Letters to the Editor
Risperidone Liquid Treatment of Acute Mania
Dear Editor:
The following case history may appear anecdotal, but it nevertheless sheds some light on an aspect of treating acute mania.
Mrs WP, aged 69 years, was admitted to the psychiatric unit of our hospital with symptoms consistent with acute mania. She exhibit grandiose ideation, euphoria, psychomotor excitement, flight of ideas, and pressure of speech. She also exhibited overt sexual acts, such as running nude in the unit. This patient has a long history of bipolar affective disorder type 1, and she has been followed up in the community. According to the history gathered, she was receiving gabapentin 300 mg 3 times daily, to which she became noncompliant.

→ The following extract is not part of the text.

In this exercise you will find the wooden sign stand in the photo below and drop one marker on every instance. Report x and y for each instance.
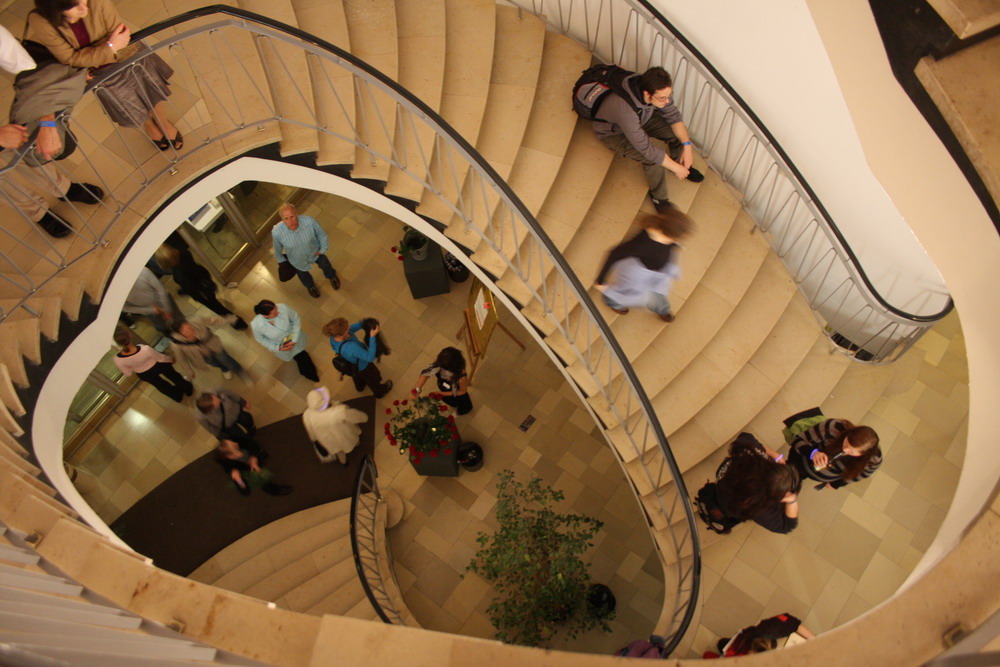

While in the hospital, she showed no insight and felt that there was nothing wrong. She wanted to walk nude, arguing that there are nude beaches in the world, and therefore, nudity should be acceptable in the psychiatric unit. She refused to take any medication, again claiming that there was nothing wrong with her. She became hostile, and I had to use intramuscular benzodiazepine treatment. Her Young Mania Rating Scale (YMRS) score was 48, which is consistent with severe mania. She was started back on gabapentin and also received risperidone liquid 1 mg twice daily. After 2 doses of risperidone, which were administered with difficulty, she showed a dramatic response. Her psychomotor excitement and inappropriate sexual behaviours totally disappeared, and she started to sleep well. Two days later, her YMRS score was was 17.
Although antipsychotics are frequently used to control psychotic agitation, risperidone was found to be unique in this case. Certainly, it stabilized her mood within a couple of days and with only 2 doses. Given this case report, it may be wise to consider risperidone liquid as a first choice in the case of acute mania, in addition to any other mood stabilizer.